Sometime at the start of my graduate program in linguistics, I frequently needed to cite examples from differing alphabets and scripts. So I put together a dummy text to weed out fonts that can’t handle Unicode well, mostly edited snippets from Wikipedia. Serif fonts in general do poorly with this, and the best performer overall was Arial Unicode MS. Mostly I wrote in LibreOffice in Gentium Plus, or Hiragino Mincho ProN W3 for Japanese and Japanese/English texts, but even Gentium had difficulty with the wilderness of combining diacritics in a presentation on the Dené–Yeniseian hypothesis. Needless to say, this is overkill for most purposes.

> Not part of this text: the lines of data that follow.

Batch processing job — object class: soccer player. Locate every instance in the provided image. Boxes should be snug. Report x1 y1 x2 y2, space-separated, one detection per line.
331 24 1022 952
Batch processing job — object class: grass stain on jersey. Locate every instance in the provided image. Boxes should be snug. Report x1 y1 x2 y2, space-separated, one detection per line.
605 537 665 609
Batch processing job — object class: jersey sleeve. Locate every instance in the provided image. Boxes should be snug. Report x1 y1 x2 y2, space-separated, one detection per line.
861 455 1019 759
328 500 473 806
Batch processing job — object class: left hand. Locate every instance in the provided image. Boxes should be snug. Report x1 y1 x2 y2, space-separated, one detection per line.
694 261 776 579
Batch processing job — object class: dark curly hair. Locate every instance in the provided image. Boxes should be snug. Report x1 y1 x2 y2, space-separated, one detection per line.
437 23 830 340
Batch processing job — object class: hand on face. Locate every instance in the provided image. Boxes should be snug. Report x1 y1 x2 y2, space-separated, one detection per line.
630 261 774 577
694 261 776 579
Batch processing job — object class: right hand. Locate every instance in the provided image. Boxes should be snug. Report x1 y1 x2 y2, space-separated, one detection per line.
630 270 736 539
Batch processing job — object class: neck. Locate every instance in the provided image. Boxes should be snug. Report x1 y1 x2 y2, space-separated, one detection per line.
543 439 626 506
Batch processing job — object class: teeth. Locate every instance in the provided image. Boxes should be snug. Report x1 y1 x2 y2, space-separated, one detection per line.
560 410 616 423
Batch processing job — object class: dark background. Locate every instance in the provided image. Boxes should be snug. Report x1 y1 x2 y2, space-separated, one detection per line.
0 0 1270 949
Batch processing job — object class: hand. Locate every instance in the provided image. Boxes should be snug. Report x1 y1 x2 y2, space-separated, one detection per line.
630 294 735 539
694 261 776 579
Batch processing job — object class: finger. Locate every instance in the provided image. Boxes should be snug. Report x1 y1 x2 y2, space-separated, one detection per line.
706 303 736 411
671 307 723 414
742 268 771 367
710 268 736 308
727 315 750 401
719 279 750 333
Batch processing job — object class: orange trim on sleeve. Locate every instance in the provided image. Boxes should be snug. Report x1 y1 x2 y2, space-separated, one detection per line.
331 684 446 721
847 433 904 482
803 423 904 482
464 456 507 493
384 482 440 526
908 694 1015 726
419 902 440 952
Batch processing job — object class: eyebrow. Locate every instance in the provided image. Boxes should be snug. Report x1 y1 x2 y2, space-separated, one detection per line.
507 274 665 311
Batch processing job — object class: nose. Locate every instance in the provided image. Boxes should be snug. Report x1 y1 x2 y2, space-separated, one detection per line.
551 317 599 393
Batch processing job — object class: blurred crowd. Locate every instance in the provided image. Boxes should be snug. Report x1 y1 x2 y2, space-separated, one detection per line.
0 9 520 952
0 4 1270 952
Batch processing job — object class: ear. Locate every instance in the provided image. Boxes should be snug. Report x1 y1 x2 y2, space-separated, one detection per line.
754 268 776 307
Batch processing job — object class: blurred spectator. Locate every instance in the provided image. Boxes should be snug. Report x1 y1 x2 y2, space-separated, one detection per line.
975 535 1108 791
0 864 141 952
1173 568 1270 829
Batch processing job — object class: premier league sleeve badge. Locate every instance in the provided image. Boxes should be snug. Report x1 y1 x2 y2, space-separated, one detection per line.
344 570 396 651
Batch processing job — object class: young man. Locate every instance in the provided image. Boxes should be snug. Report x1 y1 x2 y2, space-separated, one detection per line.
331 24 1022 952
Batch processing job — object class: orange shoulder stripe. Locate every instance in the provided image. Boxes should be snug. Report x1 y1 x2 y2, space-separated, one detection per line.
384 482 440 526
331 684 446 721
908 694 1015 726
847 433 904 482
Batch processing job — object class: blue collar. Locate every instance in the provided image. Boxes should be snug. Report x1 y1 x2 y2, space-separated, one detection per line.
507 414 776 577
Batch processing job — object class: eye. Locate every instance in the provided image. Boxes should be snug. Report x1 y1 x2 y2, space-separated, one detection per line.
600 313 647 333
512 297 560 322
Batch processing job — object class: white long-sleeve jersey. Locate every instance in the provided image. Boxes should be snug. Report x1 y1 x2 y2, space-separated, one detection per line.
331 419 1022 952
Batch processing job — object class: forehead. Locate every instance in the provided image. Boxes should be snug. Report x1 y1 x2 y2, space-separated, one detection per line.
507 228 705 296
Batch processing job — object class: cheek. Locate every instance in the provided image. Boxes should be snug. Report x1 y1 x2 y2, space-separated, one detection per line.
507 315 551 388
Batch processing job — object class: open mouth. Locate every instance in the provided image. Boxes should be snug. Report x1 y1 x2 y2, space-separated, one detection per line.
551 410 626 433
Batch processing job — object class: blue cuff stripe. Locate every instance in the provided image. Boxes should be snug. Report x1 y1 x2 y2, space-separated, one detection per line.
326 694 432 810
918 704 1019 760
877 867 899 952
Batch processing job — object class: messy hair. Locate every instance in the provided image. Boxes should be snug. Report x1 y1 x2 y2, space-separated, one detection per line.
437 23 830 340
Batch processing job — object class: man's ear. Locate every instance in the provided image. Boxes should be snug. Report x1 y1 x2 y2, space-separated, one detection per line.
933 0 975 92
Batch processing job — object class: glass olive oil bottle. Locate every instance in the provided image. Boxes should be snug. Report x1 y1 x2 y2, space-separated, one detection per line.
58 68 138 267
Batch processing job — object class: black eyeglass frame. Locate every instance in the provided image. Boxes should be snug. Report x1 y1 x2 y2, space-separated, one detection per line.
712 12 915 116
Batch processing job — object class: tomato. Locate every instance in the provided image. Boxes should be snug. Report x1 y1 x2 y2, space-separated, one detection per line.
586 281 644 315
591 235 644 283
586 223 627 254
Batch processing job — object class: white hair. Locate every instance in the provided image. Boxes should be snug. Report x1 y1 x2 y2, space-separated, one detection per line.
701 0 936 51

“Neque porro quisquam est qui dolorem ipsum quia dolor sit amet,” wrote Cicero—there is no one who loves pain because it is pain. “Ðā ne sacað þe ætsamne ne bēoð,” said the canny Saxon—those do not quarrel who are not together. “Hwon gelpeð se þe wide siþað,” quoth he—a little boasts he who travels widely. “Kolik jazyků znáš, tolikrát jsi člověkem,” Masaryk wrote: as many languages you know, as many times you are a human being.

“Sphinx of black quartz, judge my vow” is a pangram, and thus contains every letter of the alphabet. “Příliš žluťoučký kůň úpěl ďábelské ódy” is Czech: The too-yellow horse groaned devilish odes. While “Eble ĉiu kvazaŭ-deca fuŝĥoraĵo ĝojigos homtipon” is Esperanto: Maybe every quasi-fitting bungle-choir makes a human type happy. Norwegian blåbærsyltetøy is blueberry jam. The Klingon word lIghoH “He disputes you (pl.)” shows the importance of serifs. It’s hard to pronounce Antonín Dvořák [ˈantoɲiːn ˈlɛopolt ˈdvor̝aːk]. Tau, or 6.28318…, is twice pi.

English idea derives ultimately from Greek ἰδέα “form, appearance, kind,” from the Proto-Indo-European root wid- “see, know,” which is cognate with Sanskrit veda “ritual knowledge, lore” and English wise and witty, Other English words that derive ultimately from Sanskrit include ashram (Sanskrit āśrama “hermitage”), ganja (gāñjā “hemp”), pundit (paṇḍitá “scholar”), and loot (luṇṭhati “he steals”).

ハングル(朝: 한글、hangeul)は、朝鮮語を表記するための表音文字である。「ピリカ チェプ」 means “good fish” in Ainu.